We have gathered resources to provide faculty, staff, students, and the community with the tools to make courses, documents, conferences, seminars, and meetings accessible.
A great place to start for UW students, faculty, staff, and visitors is the UW Accessibility website. It lists information, tools, and services for people with disabilities and all of us. Included is the UW’s plan for complying with the new ADA rule on digital accessibility.

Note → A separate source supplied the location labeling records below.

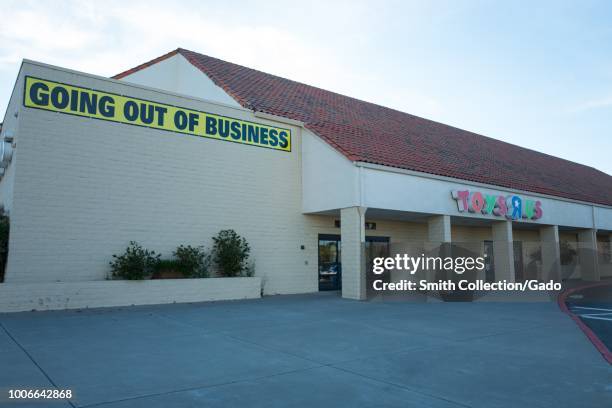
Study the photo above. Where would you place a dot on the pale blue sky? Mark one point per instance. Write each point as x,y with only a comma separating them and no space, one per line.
534,74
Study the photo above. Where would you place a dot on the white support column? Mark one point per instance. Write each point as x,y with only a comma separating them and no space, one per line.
503,251
551,253
352,230
587,255
439,228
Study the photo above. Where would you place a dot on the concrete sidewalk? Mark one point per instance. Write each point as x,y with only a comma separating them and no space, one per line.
310,350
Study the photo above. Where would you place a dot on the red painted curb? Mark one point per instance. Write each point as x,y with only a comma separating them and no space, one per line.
599,345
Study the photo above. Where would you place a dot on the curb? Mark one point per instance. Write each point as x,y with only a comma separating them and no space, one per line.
599,345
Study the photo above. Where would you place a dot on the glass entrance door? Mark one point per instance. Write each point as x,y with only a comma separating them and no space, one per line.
330,274
330,264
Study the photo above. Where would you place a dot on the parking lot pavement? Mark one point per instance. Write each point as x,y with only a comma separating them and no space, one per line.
306,350
593,305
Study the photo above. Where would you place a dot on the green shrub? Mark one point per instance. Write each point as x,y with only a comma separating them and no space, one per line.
193,262
135,263
231,253
4,234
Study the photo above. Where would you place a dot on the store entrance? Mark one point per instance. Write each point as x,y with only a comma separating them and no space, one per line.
330,265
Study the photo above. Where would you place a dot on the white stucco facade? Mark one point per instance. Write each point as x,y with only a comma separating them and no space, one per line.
79,189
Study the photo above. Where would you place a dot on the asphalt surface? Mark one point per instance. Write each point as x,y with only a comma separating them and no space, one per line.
594,306
309,350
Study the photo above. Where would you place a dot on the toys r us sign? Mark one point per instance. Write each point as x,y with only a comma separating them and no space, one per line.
512,207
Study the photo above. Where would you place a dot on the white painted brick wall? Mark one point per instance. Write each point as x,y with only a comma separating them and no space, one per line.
17,297
84,188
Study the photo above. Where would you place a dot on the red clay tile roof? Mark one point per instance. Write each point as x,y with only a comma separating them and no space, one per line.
366,132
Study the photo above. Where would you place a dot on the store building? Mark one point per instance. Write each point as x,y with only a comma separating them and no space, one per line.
174,150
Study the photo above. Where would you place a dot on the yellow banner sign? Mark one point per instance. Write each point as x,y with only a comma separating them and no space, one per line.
74,100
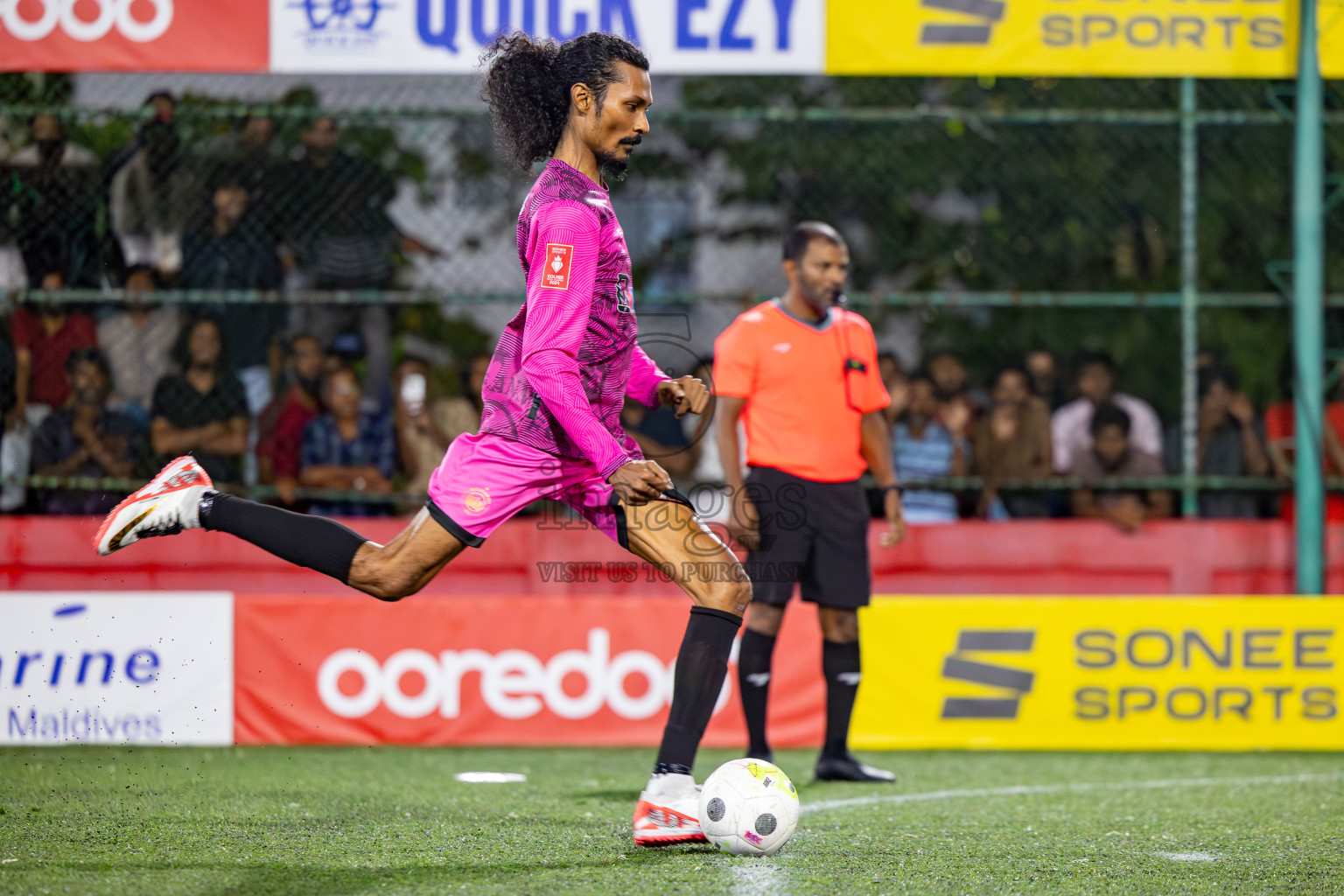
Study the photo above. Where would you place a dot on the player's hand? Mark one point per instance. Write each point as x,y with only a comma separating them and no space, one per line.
895,520
744,522
686,394
639,482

Accessible courses, classrooms, and teaching
The AccessComputing website has an array of videos, training, and guides for teaching and supporting students with disabilities, most of which apply to all disciplines:
- A guide on: Advising Neurodivergent PhD Students.
- Video on What You Should Know About Your Students with Disabilities, including an Audio described version.
- A video on Supporting Neurodivergent Learners on Campus.
Teaching Data Science & STEM Accessibly
For instructors and TAs: creating accessible class materials that use or represent data and math. Focus on blind, low vision, screenreader users.
Accessible Courses for Visually Impaired Students
Student testimonials on the need for access. Includes captioning, course websites and syllabi, and making lectures accessible.
Teach Access: Accessible Courses
Free, online workshops for teaching accessibly in a variety of academic areas.
Teach Access: Developers/ Designers
For makers of mobile apps and websites: free, online tutorials.
Teaching Accessible Computing: An online book
A free, community-sourced online book to help computer science educators integrate accessibility topics into their classes. Teaching Accessible Computing provides the foundations of accessibility relevant to computer science teaching and presents teaching methods to integrate those topics into course design. Among the editors are CREATE faculty Amy Ko and CREATE Director of Education Emeritus Richard Ladner. You may recognize many CREATE faculty members’ research referenced throughout the guide.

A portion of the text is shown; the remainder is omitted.